Our previously mentioned hypothesis to statistically test is "The average duration of rides from the Loop to O'Hare International Airport changes on rainy Saturdays." The steps for this analysis are below.

In [None]:
# Null Hypothesis: "The average duration of rides from the Loop to O'Hare International Airport does not change on rainy Saturdays."
# Alternative Hypothesis: "The average duration of rides from the Loop to O'Hare International Airport changes on rainy Saturdays."

# First, we have to divide the data into two populations based on the comparison in the hypotheses above
# We will create separate lists of ride durations for Good and Bad weather conditions and compare them with a t-test below
loop_to_ohare_good = loop_to_ohare[loop_to_ohare['weather_conditions'] == 'Good']['duration_seconds']
loop_to_ohare_bad = loop_to_ohare[loop_to_ohare['weather_conditions'] == 'Bad']['duration_seconds']
loop_to_ohare_good_avg = np.mean(loop_to_ohare_good) / 60
loop_to_ohare_bad_avg = np.mean(loop_to_ohare_bad) / 60
print(f'Average ride duration in good weather: {loop_to_ohare_good_avg:.1f} minutes.')
print(f'Average ride duration in bad weather: {loop_to_ohare_bad_avg:.1f} minutes.')

# Critical statistical significance level
# If the p-value is less than alpha, we reject the hypothesis
alpha = 0.05

# In order to test the hypothesis that the means of the two statistical populations are equal based on samples taken from them, apply the independent t-test 
results = st.ttest_ind(loop_to_ohare_good, loop_to_ohare_bad)

print('p-value: ', results.pvalue)

if results.pvalue < alpha:
    print("We reject the null hypothesis - The average duration of rides from the Loop to O'Hare International Airport changes on rainy Saturdays.")
else:
    print("We can't reject the null hypothesis - The average duration of rides from the Loop to O'Hare International Airport does not change on rainy Saturdays.") 

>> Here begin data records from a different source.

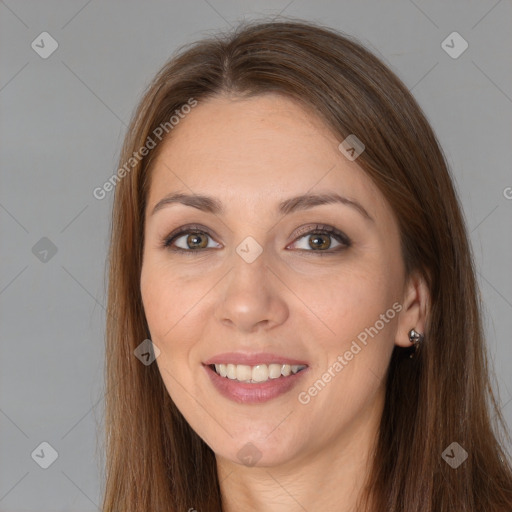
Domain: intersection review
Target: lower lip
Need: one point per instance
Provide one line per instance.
(247, 393)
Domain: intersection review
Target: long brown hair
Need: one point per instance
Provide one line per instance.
(154, 460)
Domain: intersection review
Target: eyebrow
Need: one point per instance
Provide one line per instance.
(293, 204)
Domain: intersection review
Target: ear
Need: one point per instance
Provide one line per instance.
(415, 308)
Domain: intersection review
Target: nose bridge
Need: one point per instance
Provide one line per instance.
(251, 295)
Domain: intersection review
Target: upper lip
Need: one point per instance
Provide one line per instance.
(252, 359)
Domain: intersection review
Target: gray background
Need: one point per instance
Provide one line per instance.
(62, 122)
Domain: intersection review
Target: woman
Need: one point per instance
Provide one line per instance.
(293, 318)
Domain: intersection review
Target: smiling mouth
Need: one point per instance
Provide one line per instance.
(256, 374)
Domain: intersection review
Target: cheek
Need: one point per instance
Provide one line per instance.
(168, 299)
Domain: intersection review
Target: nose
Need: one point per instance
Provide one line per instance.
(252, 297)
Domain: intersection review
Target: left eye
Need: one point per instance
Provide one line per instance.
(320, 240)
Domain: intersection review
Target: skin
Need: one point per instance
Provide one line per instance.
(252, 154)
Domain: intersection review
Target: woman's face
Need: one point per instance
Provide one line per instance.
(258, 286)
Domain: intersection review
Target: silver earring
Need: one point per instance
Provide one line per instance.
(415, 338)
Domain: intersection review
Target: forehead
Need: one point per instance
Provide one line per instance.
(258, 149)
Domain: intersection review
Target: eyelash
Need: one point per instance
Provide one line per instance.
(317, 230)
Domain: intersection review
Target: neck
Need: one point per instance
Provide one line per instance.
(330, 477)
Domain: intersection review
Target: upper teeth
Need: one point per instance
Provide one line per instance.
(258, 373)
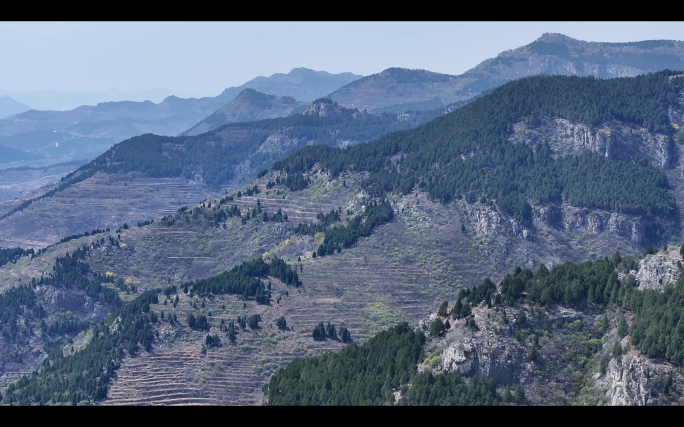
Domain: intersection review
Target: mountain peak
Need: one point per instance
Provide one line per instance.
(555, 38)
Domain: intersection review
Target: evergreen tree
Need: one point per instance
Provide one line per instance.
(519, 395)
(622, 326)
(443, 309)
(522, 318)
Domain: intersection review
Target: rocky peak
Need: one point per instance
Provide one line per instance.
(323, 107)
(657, 270)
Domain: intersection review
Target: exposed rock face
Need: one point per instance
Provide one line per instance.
(323, 109)
(613, 140)
(598, 221)
(74, 301)
(482, 353)
(634, 379)
(64, 299)
(490, 222)
(656, 271)
(493, 352)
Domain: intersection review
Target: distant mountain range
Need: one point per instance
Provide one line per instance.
(88, 131)
(300, 83)
(9, 107)
(11, 155)
(248, 106)
(396, 89)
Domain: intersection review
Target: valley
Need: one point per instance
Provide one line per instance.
(517, 243)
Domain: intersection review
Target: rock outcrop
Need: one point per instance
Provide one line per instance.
(656, 271)
(614, 140)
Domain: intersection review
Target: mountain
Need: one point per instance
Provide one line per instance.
(552, 170)
(9, 107)
(398, 89)
(8, 155)
(185, 169)
(496, 346)
(64, 100)
(302, 84)
(248, 106)
(88, 131)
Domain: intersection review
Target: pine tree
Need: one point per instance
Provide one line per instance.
(622, 326)
(522, 318)
(443, 309)
(519, 395)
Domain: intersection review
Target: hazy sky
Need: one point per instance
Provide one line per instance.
(201, 59)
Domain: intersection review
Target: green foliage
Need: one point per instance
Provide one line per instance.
(443, 309)
(519, 395)
(522, 318)
(345, 335)
(243, 280)
(339, 237)
(70, 272)
(253, 321)
(356, 375)
(212, 341)
(437, 328)
(449, 389)
(467, 153)
(86, 374)
(319, 332)
(622, 326)
(13, 254)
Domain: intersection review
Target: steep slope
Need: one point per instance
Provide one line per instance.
(300, 83)
(20, 181)
(400, 273)
(8, 155)
(9, 107)
(149, 176)
(248, 106)
(473, 152)
(88, 131)
(398, 90)
(551, 335)
(366, 270)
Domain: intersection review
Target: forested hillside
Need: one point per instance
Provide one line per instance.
(467, 154)
(400, 366)
(212, 157)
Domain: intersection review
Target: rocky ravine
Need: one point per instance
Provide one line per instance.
(562, 373)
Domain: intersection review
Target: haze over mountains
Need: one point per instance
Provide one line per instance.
(9, 107)
(397, 90)
(469, 252)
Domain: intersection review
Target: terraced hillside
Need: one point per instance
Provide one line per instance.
(103, 201)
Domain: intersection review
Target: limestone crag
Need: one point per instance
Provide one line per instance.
(613, 140)
(483, 352)
(323, 109)
(599, 221)
(71, 300)
(656, 271)
(633, 379)
(489, 221)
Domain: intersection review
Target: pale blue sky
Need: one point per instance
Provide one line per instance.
(201, 59)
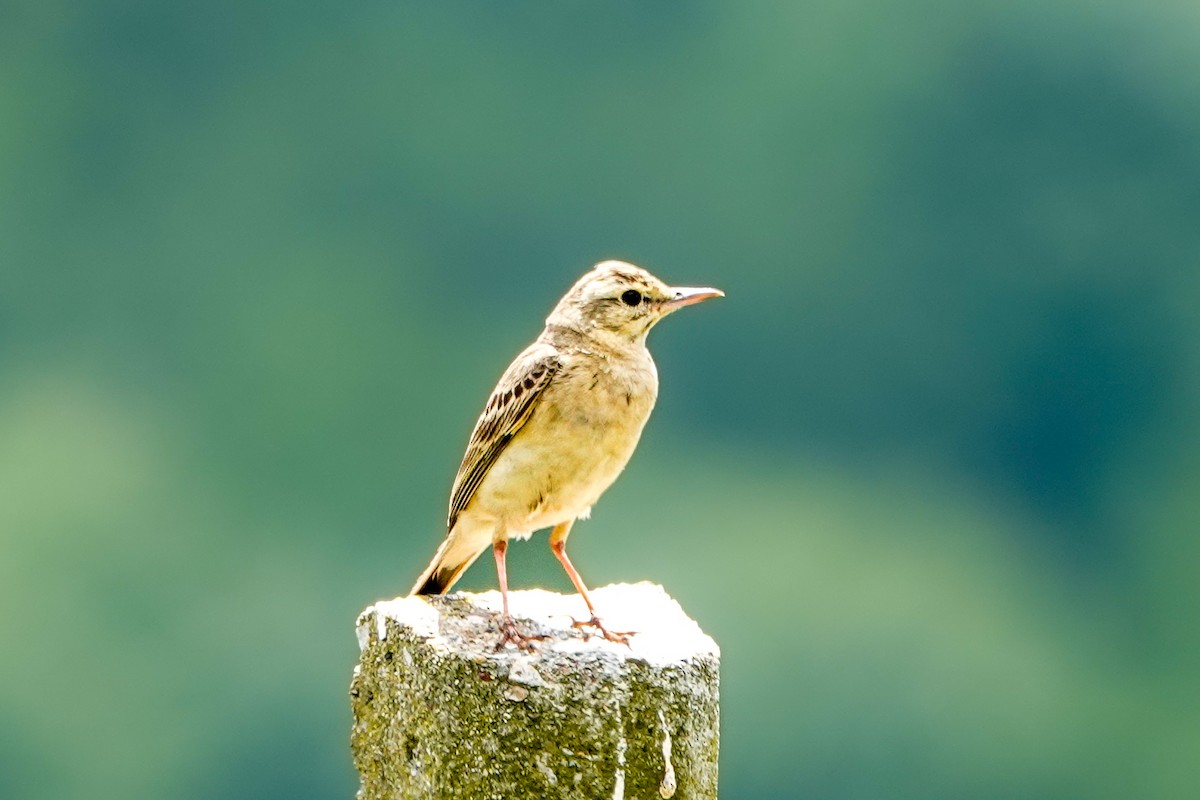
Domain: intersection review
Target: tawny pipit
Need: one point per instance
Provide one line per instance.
(558, 428)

As demonstrated above, the average duration of taxi rides from the Loop to O'Hare International Airport in Chicago changes on rainy Saturdays in November 2017. 

For further analysis, one could assume the duration of these rides would specifically *increase* and perform a single-tailed t-test in that direction. This would double the statistical power of the test and would be a good next step since it is unlikely that rainy conditions would *decrease* a taxi ride's duration.

# Conclusion

From my analysis, I have demonstrated a few key takeaways regarding Chicago taxi rides on November 15-16, 2017:
- **Taxi Companies**
    - Flash Cab is the dominant taxi company with a 14.2% market share.
    - Taxi Affiliation Services fulfilled the second most rides, with a, 8.3% share.
    - About 10 other competitors are providing at least 5000 rides in this time period.
    - There are a total of 64 taxi companies in the dataset.
    
- **Chicago Neighborhood Popularity**
    - The top 3 destination neighborhoods are Loop, River North, and Streeterville.
    - These 3 neighborhoods account for 47.7% of all Chicago dropoffs, and 62.2% among the top 10 neighborhoods.
    
- **Effect of Weather**
    - For rides from Loop to O'Hare International Airport, weather rated 'bad' causes a statistically significant change in ride duration (α = 0.05).
    - The average change in ride duration in 'bad' weather was an increase of over 7 minutes.